Corriere della sera
Dopo la richiesta avanzata dalla comunità ebraica a Colonia
Archivi
segreti e Shoah, i passi di Ratzinger
di
Alberto Melloni
Abraham
Lehrer ha chiesto a Benedetto XVI, pellegrino alla sinagoga di
Colonia, l’apertura dell’Archivio Segreto Vaticano sulla Seconda guerra
mondiale. Una istanza tutt’altro che imprevedibile. Non sarebbe stato consono
allo stile antispettacolare di Benedetto XVI accogliere quell’invito su due
piedi; non sarebbe stato coerente con la sua statura intellettuale questionare
sui tempi indispensabili al riordino; ed era impensabile che un anziano papa, già
adolescente nella Germania nazista, rifiutasse, iscrivendosi al club degli
alchimisti ai quali basta diluire la carità cristiana verso gli ebrei
perseguitati nello spessore secolare del disprezzo antisemita per chiudere la
partita. Dunque Benedetto XVI ha messo l’appello nella
valigia per Roma. Con richieste analoghe s’erano misurati anche
i predecessori. Paolo VI aveva risposto quarant’anni fa con un assenso pronto
e condizionato: non aveva fatto accedere agli archivi tutti, ma aveva nominato
una commissione di gesuiti, che aveva selezionato dodici tomi di documenti
stampati negli Actes et documents du St. Siège relatifs à la seconde guerre
mondiale. Una impresa durata anni, che mentre difendeva il Vaticano dalle accuse
di essere stato inerte nella Shoah, rivelava i congegni mentali della «macchina»

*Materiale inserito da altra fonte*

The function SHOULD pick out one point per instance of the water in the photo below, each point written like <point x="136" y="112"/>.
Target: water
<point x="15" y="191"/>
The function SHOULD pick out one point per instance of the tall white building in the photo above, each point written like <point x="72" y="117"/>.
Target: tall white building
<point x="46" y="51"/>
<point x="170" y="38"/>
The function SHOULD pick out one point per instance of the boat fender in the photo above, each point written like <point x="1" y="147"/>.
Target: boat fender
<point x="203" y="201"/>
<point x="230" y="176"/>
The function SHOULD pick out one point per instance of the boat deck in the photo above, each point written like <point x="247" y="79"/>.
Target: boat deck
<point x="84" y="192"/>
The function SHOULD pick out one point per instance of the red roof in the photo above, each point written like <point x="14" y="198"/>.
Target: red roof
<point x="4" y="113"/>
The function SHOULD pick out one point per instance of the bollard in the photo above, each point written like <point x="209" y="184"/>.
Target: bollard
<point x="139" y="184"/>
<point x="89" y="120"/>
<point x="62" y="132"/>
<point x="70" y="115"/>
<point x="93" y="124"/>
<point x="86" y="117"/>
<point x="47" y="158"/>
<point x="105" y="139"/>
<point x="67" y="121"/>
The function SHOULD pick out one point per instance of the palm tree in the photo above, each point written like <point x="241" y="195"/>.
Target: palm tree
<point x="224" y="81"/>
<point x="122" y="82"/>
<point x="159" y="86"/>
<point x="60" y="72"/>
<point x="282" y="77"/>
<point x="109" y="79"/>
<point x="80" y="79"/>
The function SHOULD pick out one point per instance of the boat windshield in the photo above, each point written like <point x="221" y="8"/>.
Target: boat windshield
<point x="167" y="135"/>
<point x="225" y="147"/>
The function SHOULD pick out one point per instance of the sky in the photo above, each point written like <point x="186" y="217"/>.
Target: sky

di soccorsi e relazioni della neutrale politica pontificia. Dal passo montiniano
(e dalla scelta dei vescovi tedeschi di pubblicare tutto ciò che s’era
salvato dei loro archivi) dipende ancor oggi la migliore storiografia. Ma gli
Actes erano destinati ad aumentare la sete di conoscenza, più che a spegnerla. Giovanni
Paolo II andò più avanti: non solo diede accesso all’archivio
del Sant’Uffizio, portò al 1922 il limite di consultabilità delle carte
vaticane, tenne aperto l’Archivio del Vaticano II, ma tentò anche una
commissione mista ebraico-cattolica per gli archivi della Santa Sede sulla
guerra, rese disponibili le buste sui rapporti fra Vaticano e Reich nel periodo
1922-1939, aprì i dossier sui prigionieri di guerra e fissò un calendario di
massima per l’apertura di tutto il pontificato di Pio XI. Nel frattempo altre
carte sono state rese disponibili per decisione superiore a singoli studiosi,
anche se - è il caso del volume di padre Giovanni Sale su Hitler, la Santa Sede
e gli ebrei - i risultati e il rigore hanno avuto aspre obiezioni. A inizio 2005
papa Wojtyla aveva ripreso in considerazione la questione dell’apertura degli
archivi, anche spinto dall’onda d’una polemica non priva di forzature sul
destino dei bambini ebrei salvati e talora battezzati nei conventi della Francia
occupata. Wojtyla (poco prima di creare una commissione per tutti gli archivi
della Santa Sede, che sembrò una blindatura a chi viveva di furbesche
largizioni) autorizzò una nuova ricognizione delle carte su Pio XII e gli ebrei
chiesta da uno storico italiano. L’indagine, che si fermò
per la scomparsa del pontefice, rischiava comunque di essere un
semplice aggiornamento del metodo montiniano, che non basta più. Oggi la
decisione sugli archivi del 1922-1945 è nelle mani di Benedetto XVI. Egli può
rinviare, che è un modo per non fare: ha affermato il dovere di rammemorare la
Shoah alla nuova generazione, cattolica e non; e potrebbe fermarsi lì. Il Papa
potrebbe invece aprire l’Archivio segreto, affidato a un prefetto stimato e
rigoroso come padre Sergio Pagano, lasciando campo aperto alla ricerca storica.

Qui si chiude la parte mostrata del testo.